MacHale, John
John MacHale (1791–1881), Catholic archbishop of Tuam (1834–1881), was born in Tyrawley, County Mayo, on 6 March. He was educated for the priesthood at Maynooth, and he taught there from 1820 until he became a bishop in 1825. While on the Maynooth staff, he wrote the "Hierophilos" letters criticizing the activities of Bible societies and the tithe system. The British government tried unsuccessfully to prevent him from becoming archbishop of Tuam in 1834.
MacHale condemned the national school system in 1838 against the wishes of both his fellow archbishop, Daniel Murray, who sat on the National Board of Education, and a majority of the hierarchy. In the 1840s he strongly supported Daniel O'Connell's campaign for repeal of the union of Great Britain and Ireland. MacHale was caustic in his criticisms of British government policy during the Great Famine, but he did not have any influence on that policy. MacHale opposed the third-level Queen's Colleges, which Murray favored, and he went to Rome to secure papal condemnation of the colleges.
Even though he supported the appointment of Paul Cullen as archbishop of Armagh in 1850, MacHale subsequently had a very poor relationship with Cullen, who controlled the Irish church in line with Roman policy. MacHale voted against papal infallibility at the First Vatican Council.
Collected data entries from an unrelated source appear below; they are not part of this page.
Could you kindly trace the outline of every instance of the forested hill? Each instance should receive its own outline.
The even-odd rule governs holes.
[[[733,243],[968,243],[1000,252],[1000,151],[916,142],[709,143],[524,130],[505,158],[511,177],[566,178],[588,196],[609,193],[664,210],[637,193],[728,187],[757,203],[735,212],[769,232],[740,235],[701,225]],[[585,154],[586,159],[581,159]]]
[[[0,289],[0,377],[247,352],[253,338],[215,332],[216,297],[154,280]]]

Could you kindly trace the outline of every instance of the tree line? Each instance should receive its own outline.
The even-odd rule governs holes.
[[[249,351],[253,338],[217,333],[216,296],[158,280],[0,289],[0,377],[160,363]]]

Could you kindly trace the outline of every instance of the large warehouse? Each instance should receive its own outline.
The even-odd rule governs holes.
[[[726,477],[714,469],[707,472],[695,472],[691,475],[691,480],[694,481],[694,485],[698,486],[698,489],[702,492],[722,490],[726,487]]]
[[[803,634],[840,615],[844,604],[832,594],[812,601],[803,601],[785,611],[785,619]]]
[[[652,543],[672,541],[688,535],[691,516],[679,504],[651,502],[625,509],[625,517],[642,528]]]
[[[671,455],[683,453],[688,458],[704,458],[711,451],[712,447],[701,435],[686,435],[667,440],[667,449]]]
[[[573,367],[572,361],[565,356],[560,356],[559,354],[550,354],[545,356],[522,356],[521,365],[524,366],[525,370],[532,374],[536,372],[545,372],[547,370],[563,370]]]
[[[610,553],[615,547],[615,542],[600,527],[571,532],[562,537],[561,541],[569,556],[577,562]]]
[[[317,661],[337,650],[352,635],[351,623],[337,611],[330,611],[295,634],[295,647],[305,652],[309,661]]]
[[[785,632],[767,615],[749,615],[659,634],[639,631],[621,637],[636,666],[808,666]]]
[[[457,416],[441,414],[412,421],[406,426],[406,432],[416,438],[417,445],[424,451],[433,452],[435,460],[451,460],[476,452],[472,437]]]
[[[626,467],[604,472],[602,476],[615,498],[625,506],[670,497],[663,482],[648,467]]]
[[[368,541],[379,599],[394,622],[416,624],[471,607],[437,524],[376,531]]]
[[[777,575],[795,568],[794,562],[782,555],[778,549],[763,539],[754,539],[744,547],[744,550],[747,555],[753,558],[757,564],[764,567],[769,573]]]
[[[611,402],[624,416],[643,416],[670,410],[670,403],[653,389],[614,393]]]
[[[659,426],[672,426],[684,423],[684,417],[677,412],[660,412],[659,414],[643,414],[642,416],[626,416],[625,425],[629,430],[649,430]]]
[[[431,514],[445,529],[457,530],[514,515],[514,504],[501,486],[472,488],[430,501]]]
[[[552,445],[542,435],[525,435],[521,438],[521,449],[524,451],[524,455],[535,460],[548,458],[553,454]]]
MacHale was interested in the Irish language and heritage; he translated classics into Irish and he preached in Irish. He is not, however, known as a great pastoral bishop. Toward the end of his lengthy episcopacy his diocese was neglected, and his relatives held the best clerical appointments. When a coadjutor was appointed to the 88-year-old MacHale, he refused to recognize him. A forceful and persistent critic of government policy in Ireland, he is regarded in Irish historiography as a powerful nationalist bishop and recalled as the "Lion of the West."
Bibliography
O'Reilly, Bernard. John MacHale, Archbishop of Tuam: His Life, Times, and Correspondence. 1890.